Earth
- December 1970 cover
- Editor: James A. Goode
- Frequency: Monthly
- Publisher: Earth Publishing Corporation
- Founder: Richard Brams and James A. Goode
- First issue: December 1970
- Final issue Number: April 1972 vol. 3, no. 1
- Based in: (editorial office) San Francisco, California, U.S. (business office) Chicago, Illinois, U.S.

= Earth (1970s magazine) =

American counterculture magazine

Earth magazine was a counterculture magazine published in the 1970s. It later became Earth News, an alternative news agency for radio stations. Former staffers from Earth later formed a number of alternative news agencies of their own, all of which survived into the 1980s.

== Overview ==
Earth magazine reflected the vibrant cultural landscape of late 1960s/early 1970s, typical of the era's underground press. Featuring glossy covers and newsprint inside pages, with large photo spreads, the magazine covered a range of countercultural topics, including the environment, music, literature, the Vietnam War, comics, and fashion.

Notable features included events like the 1970 Isle of Wight Festival, showcasing performers such as Roger Daltrey, Joan Baez, Jimi Hendrix, Miles Davis, Donovan, and John Sebastian; alongside striking images of naked audience members. Other issues boasted similar high-quality spreads capturing the zeitgeist.

The New York Times writer Philip H. Dougherty described the first issue: "[It] contains only one ecology feature. It does, however, include photo essays on the brutality of Marine Corps drill instructors, the rock festival on the Isle of Wight, and Iggy Stooge, the rock singer." The January 1971 edition featured a five-fold color poster titled "Merry Christmas."

Earth made news in March 1972 by publishing a story claiming that in the summer of 1968 the U.S. Army had tested nerve gas in Cambodia.

== Publication history ==
Earth was co-founded in San Francisco by James A. Goode, former articles editor at Playboy (and the "inventor" of the Playboy interview). (Note: During his career (both before and after Earth), co-publisher and editor Goode headed several pornographic magazines, including Playgirl, Penthouse, Viva, Oui, Hustler, and Chic.
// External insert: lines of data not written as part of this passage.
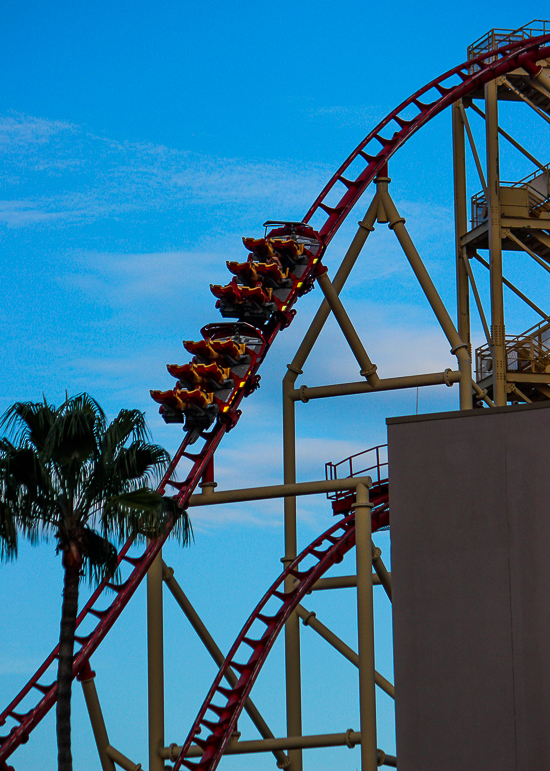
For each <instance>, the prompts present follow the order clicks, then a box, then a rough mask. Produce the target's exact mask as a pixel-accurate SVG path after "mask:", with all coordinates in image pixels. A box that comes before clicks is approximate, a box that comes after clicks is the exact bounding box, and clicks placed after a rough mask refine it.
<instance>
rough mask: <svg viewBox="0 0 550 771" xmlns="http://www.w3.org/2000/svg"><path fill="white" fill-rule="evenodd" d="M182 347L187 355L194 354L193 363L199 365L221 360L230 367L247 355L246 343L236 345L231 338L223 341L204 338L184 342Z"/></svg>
mask: <svg viewBox="0 0 550 771" xmlns="http://www.w3.org/2000/svg"><path fill="white" fill-rule="evenodd" d="M183 347H184V348H185V350H186V351H189V353H192V354H194V356H195V360H196V361H194V362H193V363H199V364H201V363H205V362H206V363H209V362H213V361H218V360H221V362H224V363H225V364H226V365H229V366H230V367H231V366H233V365H234V364H237V363H238V362H240V361H241V360H242V359H243V358H244V357H246V355H247V354H246V343H238V342H235V341H234V340H232V339H231V338H227V339H225V340H214V339H212V338H206V339H205V340H198V341H197V342H194V341H193V340H184V341H183ZM221 362H220V363H221Z"/></svg>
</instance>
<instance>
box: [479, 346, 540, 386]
mask: <svg viewBox="0 0 550 771" xmlns="http://www.w3.org/2000/svg"><path fill="white" fill-rule="evenodd" d="M505 348H506V369H507V371H509V372H518V371H520V372H539V373H544V372H547V368H548V367H549V366H550V348H548V347H547V346H546V345H544V344H543V343H542V342H541V341H540V340H537V339H536V337H535V336H527V337H525V336H523V335H506V337H505ZM489 362H491V366H488V365H489ZM491 369H492V353H491V348H490V347H489V345H488V344H485V345H482V346H480V347H479V348H477V349H476V378H477V380H478V382H479V381H480V380H483V378H484V377H486V376H487V375H488V374H489V373H490V372H491Z"/></svg>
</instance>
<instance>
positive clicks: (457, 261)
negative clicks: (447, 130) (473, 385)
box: [453, 101, 472, 379]
mask: <svg viewBox="0 0 550 771" xmlns="http://www.w3.org/2000/svg"><path fill="white" fill-rule="evenodd" d="M461 107H462V102H461V101H459V102H455V103H454V104H453V172H454V198H455V241H456V290H457V320H458V324H457V327H458V329H457V331H458V334H459V337H460V339H461V340H462V341H463V342H465V343H467V344H468V353H469V354H470V361H471V359H472V346H471V340H470V292H469V285H468V272H467V270H466V266H465V264H464V260H463V253H464V247H463V246H462V244H461V239H462V236H464V235H465V234H466V232H467V230H468V202H467V197H466V141H465V137H464V121H463V118H462V110H461ZM462 109H464V108H462ZM464 256H465V255H464ZM470 379H471V371H470Z"/></svg>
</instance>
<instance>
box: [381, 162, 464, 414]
mask: <svg viewBox="0 0 550 771" xmlns="http://www.w3.org/2000/svg"><path fill="white" fill-rule="evenodd" d="M389 182H390V180H389V178H388V177H386V178H380V179H379V181H378V194H379V195H381V196H382V200H383V202H384V208H385V210H386V213H387V215H388V217H389V227H390V228H391V229H392V230H393V232H394V233H395V235H396V236H397V240H398V241H399V243H400V244H401V248H402V249H403V252H404V253H405V256H406V257H407V259H408V260H409V263H410V265H411V267H412V269H413V271H414V273H415V275H416V278H417V279H418V282H419V284H420V286H421V287H422V289H423V290H424V294H425V295H426V298H427V300H428V302H429V303H430V305H431V307H432V310H433V312H434V313H435V316H436V318H437V320H438V321H439V324H440V326H441V328H442V330H443V332H444V333H445V336H446V337H447V340H448V341H449V344H450V346H451V353H452V354H454V355H455V356H456V358H457V360H458V368H459V370H460V372H461V373H462V377H461V378H460V409H462V410H469V409H472V406H473V405H472V388H471V385H470V383H471V380H472V362H471V359H470V354H469V352H468V343H466V342H464V340H462V339H461V337H460V335H459V334H458V332H457V330H456V327H455V325H454V324H453V322H452V320H451V317H450V316H449V312H448V311H447V308H446V307H445V305H444V303H443V301H442V299H441V297H440V296H439V293H438V291H437V289H436V288H435V286H434V283H433V281H432V279H431V278H430V274H429V273H428V271H427V270H426V267H425V265H424V263H423V262H422V259H421V257H420V255H419V254H418V251H417V250H416V247H415V245H414V243H413V240H412V238H411V237H410V235H409V233H408V231H407V229H406V227H405V219H404V217H401V215H400V214H399V212H398V211H397V207H396V205H395V203H394V202H393V200H392V198H391V196H390V194H389V191H388V183H389Z"/></svg>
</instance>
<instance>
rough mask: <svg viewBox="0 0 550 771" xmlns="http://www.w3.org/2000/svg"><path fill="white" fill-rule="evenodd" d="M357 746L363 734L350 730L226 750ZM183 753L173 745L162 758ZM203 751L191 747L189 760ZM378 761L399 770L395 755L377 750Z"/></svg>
mask: <svg viewBox="0 0 550 771" xmlns="http://www.w3.org/2000/svg"><path fill="white" fill-rule="evenodd" d="M357 744H361V734H360V732H358V731H354V730H352V729H351V728H349V729H348V730H347V731H346V732H345V733H340V734H317V735H315V736H296V737H292V738H289V737H283V738H277V739H266V740H264V741H261V740H260V741H244V742H240V741H235V740H233V741H231V742H229V744H228V745H227V748H226V750H225V754H226V755H242V754H245V753H250V752H273V750H274V749H275V748H281V749H290V750H292V749H313V748H315V747H349V749H353V748H354V747H355V746H356V745H357ZM180 752H181V746H178V745H177V744H171V745H170V746H169V747H165V748H164V749H163V750H162V753H161V755H162V757H163V758H166V759H167V760H172V761H173V760H175V759H176V758H177V757H178V755H179V753H180ZM200 755H201V751H200V749H199V748H198V747H191V749H190V750H189V752H188V753H187V755H186V757H187V758H197V757H200ZM377 761H378V765H380V766H389V767H391V768H397V758H396V757H395V756H394V755H386V753H385V752H383V751H382V750H377Z"/></svg>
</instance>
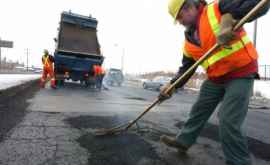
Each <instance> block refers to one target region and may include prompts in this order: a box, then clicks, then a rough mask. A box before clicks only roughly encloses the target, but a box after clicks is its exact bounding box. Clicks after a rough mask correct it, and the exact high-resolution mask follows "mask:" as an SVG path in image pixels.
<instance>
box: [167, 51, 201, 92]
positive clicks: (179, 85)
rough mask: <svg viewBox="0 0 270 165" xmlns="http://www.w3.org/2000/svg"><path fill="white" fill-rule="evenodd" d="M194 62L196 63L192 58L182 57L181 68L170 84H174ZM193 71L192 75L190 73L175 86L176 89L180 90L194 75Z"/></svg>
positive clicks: (179, 69)
mask: <svg viewBox="0 0 270 165" xmlns="http://www.w3.org/2000/svg"><path fill="white" fill-rule="evenodd" d="M195 62H196V61H195V60H193V59H192V58H190V57H187V56H185V55H183V59H182V66H180V67H179V70H178V72H177V73H176V75H175V76H174V78H173V79H172V80H171V84H172V83H174V82H175V81H176V80H177V79H178V78H179V77H181V76H182V75H183V74H184V73H185V72H186V71H187V70H188V69H189V68H190V67H191V66H192V65H193V64H194V63H195ZM195 71H196V69H194V71H193V72H192V73H190V74H189V75H188V76H187V77H186V78H185V79H183V81H181V82H179V83H178V84H177V85H176V88H181V87H182V86H183V85H185V84H186V82H187V81H188V80H189V79H190V77H191V76H192V75H193V74H194V72H195Z"/></svg>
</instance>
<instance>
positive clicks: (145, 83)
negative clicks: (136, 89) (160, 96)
mask: <svg viewBox="0 0 270 165" xmlns="http://www.w3.org/2000/svg"><path fill="white" fill-rule="evenodd" d="M170 80H171V77H166V76H157V77H155V78H154V79H153V80H147V81H144V82H143V88H144V89H153V90H157V91H159V90H160V87H162V86H163V85H165V84H167V83H169V82H170Z"/></svg>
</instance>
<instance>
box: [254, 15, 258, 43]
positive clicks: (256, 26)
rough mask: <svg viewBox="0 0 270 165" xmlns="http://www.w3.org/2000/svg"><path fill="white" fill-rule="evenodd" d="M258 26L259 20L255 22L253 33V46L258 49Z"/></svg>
mask: <svg viewBox="0 0 270 165" xmlns="http://www.w3.org/2000/svg"><path fill="white" fill-rule="evenodd" d="M257 26H258V20H255V22H254V33H253V44H254V46H255V48H256V46H257Z"/></svg>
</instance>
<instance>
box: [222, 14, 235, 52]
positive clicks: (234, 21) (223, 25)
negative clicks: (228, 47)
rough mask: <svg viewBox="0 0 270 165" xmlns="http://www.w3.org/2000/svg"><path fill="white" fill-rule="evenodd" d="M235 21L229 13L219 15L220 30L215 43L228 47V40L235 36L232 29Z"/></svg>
mask: <svg viewBox="0 0 270 165" xmlns="http://www.w3.org/2000/svg"><path fill="white" fill-rule="evenodd" d="M235 23H236V20H235V19H234V18H233V17H232V15H231V14H230V13H227V14H224V15H222V16H221V21H220V32H219V34H218V35H217V43H218V44H219V45H221V46H224V47H228V42H230V41H231V40H233V39H234V38H235V37H236V35H235V32H234V31H233V27H234V25H235Z"/></svg>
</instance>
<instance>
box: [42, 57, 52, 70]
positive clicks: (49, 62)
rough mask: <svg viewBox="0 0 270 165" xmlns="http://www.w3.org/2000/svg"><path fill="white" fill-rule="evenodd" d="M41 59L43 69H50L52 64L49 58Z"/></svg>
mask: <svg viewBox="0 0 270 165" xmlns="http://www.w3.org/2000/svg"><path fill="white" fill-rule="evenodd" d="M42 58H43V65H44V67H46V68H51V67H52V62H51V61H50V59H49V56H47V57H46V56H43V57H42Z"/></svg>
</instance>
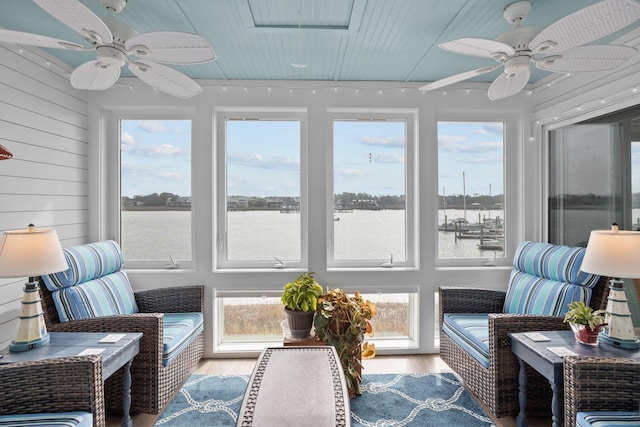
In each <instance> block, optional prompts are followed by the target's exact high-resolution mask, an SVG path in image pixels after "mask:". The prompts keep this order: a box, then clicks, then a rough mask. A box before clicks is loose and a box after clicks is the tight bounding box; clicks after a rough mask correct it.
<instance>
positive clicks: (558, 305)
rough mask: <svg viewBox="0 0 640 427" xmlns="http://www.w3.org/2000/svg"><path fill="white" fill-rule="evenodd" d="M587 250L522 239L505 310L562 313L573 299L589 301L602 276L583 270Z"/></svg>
mask: <svg viewBox="0 0 640 427" xmlns="http://www.w3.org/2000/svg"><path fill="white" fill-rule="evenodd" d="M584 253H585V248H577V247H569V246H562V245H552V244H550V243H541V242H522V243H521V244H520V245H519V246H518V248H517V249H516V253H515V256H514V259H513V266H514V270H513V271H512V272H511V276H510V278H509V287H508V289H507V295H506V298H505V303H504V310H503V311H504V312H505V313H513V314H538V315H545V316H559V317H562V316H564V314H565V313H566V311H567V310H568V308H569V303H570V302H572V301H582V302H584V303H585V304H588V303H589V301H590V299H591V290H592V288H593V287H594V286H595V284H596V283H597V282H598V280H599V279H600V277H599V276H597V275H593V274H589V273H584V272H582V271H581V270H580V266H581V265H582V259H583V258H584Z"/></svg>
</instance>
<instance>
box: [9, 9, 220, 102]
mask: <svg viewBox="0 0 640 427" xmlns="http://www.w3.org/2000/svg"><path fill="white" fill-rule="evenodd" d="M33 1H34V2H35V3H36V4H37V5H38V6H40V7H41V8H43V9H44V10H45V11H46V12H48V13H49V14H50V15H51V16H53V17H54V18H56V19H57V20H59V21H60V22H61V23H63V24H65V25H67V26H68V27H69V28H71V29H72V30H74V31H76V32H77V33H78V34H80V35H81V36H82V37H84V38H85V39H86V40H87V42H88V43H89V44H90V46H83V45H80V44H77V43H73V42H70V41H66V40H59V39H55V38H52V37H46V36H41V35H38V34H30V33H23V32H19V31H12V30H6V29H0V43H14V44H17V45H27V46H37V47H48V48H54V49H69V50H83V51H91V50H95V51H96V59H95V60H92V61H88V62H85V63H84V64H82V65H80V66H78V67H76V69H75V70H73V72H72V73H71V76H70V78H69V81H70V83H71V86H73V87H74V88H76V89H83V90H105V89H108V88H110V87H111V86H113V85H114V84H115V83H116V82H117V81H118V79H119V78H120V70H121V68H122V67H123V66H124V65H125V64H128V69H129V70H130V71H131V72H132V73H133V74H134V75H135V76H136V77H138V78H140V80H142V81H144V82H145V83H146V84H148V85H149V86H151V87H153V88H154V89H157V90H159V91H161V92H164V93H167V94H169V95H173V96H177V97H180V98H190V97H192V96H194V95H197V94H198V93H200V92H202V87H200V85H198V83H196V82H195V81H194V80H192V79H191V78H189V77H188V76H186V75H185V74H183V73H181V72H179V71H176V70H174V69H172V68H170V67H167V66H165V65H161V64H160V63H164V64H181V65H189V64H200V63H204V62H208V61H213V60H215V59H216V55H215V53H214V51H213V48H212V47H211V45H210V44H209V42H208V41H206V40H205V39H204V38H203V37H201V36H199V35H197V34H192V33H184V32H176V31H155V32H148V33H141V34H139V33H138V32H137V31H135V30H134V29H133V28H131V27H129V26H128V25H126V24H124V23H123V22H121V21H119V20H117V19H114V18H108V17H105V18H100V17H98V16H97V15H96V14H94V13H93V12H92V11H91V10H90V9H89V8H88V7H86V6H85V5H84V4H82V3H81V2H80V1H79V0H33ZM100 4H101V5H102V7H103V8H104V9H105V10H106V11H108V12H109V13H120V12H122V10H123V9H124V8H125V7H126V6H127V0H100ZM130 55H131V56H134V58H131V59H130V58H129V56H130ZM137 58H141V59H144V61H140V60H139V59H137Z"/></svg>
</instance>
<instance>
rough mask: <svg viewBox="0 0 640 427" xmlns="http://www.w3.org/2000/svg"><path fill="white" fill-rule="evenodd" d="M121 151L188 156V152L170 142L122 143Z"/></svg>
mask: <svg viewBox="0 0 640 427" xmlns="http://www.w3.org/2000/svg"><path fill="white" fill-rule="evenodd" d="M121 150H122V151H126V152H127V153H130V154H135V155H138V156H141V157H152V158H156V157H180V156H188V155H189V154H190V152H189V151H188V150H183V149H181V148H178V147H176V146H175V145H171V144H159V145H123V146H122V147H121Z"/></svg>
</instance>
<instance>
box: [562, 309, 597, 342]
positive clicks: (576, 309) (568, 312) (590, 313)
mask: <svg viewBox="0 0 640 427" xmlns="http://www.w3.org/2000/svg"><path fill="white" fill-rule="evenodd" d="M606 314H607V312H606V311H604V310H596V311H593V309H592V308H591V307H589V306H587V305H585V303H583V302H582V301H574V302H572V303H570V304H569V311H567V313H566V314H565V316H564V321H565V322H567V323H569V325H570V326H571V329H572V330H573V333H574V335H575V337H576V340H577V341H578V342H581V343H583V344H589V345H598V333H599V332H600V329H601V328H602V327H604V326H605V325H606V323H605V315H606Z"/></svg>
He also headed The National Times magazine, FilmNews International, Platinum, and the Robb Report.) The magazine's editorial offices were located in the Agriculture Building, located at the intersection of Embarcadero and Mission.

The first issue of Earth magazine, dated December 1970, appeared on newsstands on November 17, 1970, with a price tag of 75 cents. 300,000 copies were printed.

The magazine's managing editor was Gerard Van der Leun.

Earth closed down in April 1972. With the magazine's closure, several former staffers started the alternative news agencies Earth News and Zodiac News Service.

== Earth News Service/NewScript Dispatch Service ==
Earth News service, headquartered at 210 California Street in San Francisco, was published by Tony Brown.

In 1974 it launched "Earth Starship," a five-day-a-week service offering subscriber radio stations coverage of contemporary music, film, and other entertainment facets. "Earth Starship" was edited by veteran music journalist Bill Sievert.

By 1977, Earth News' editor-in-chief was Nancy Stevens, and the agency provided two daily dispatches for broadcasters: "Earth News" and "Earth Starship."

In 1977, Brown sold Earth News to Stevens and KSAN (FM) news director David McQueen. Earth News was renamed NewScript Dispatch Service (to avoid confusion with a similarly named entity, Earth News Radio, hosted by Lew Erwin). After the change, the daily dispatches were renamed "NewsScript Dispatch" and "The Starship."

NewScript Dispatch Service survived into the early 1980s.

== Zodiac News Service/Her Say ==
Meanwhile, in 1972 Jonathan Newhall, another former Earth staffer, founded Zodiac News Service, headquartered on Howard Street. John S. Farley was the first general manager of Zodiac News Service.

In 1977, Zodiac staffers Marlene Edmunds and Anne Millner formed Her Say, a feminist alternative news service, along with Shelley Buck. (Zodiac distributed the Her Say dispatches.) By 1980, Her Say had over 100 radio subscribers, as well as print outlets like Ms. and Mother Jones.

Both Zodiac and Her Say lasted into the early 1980s.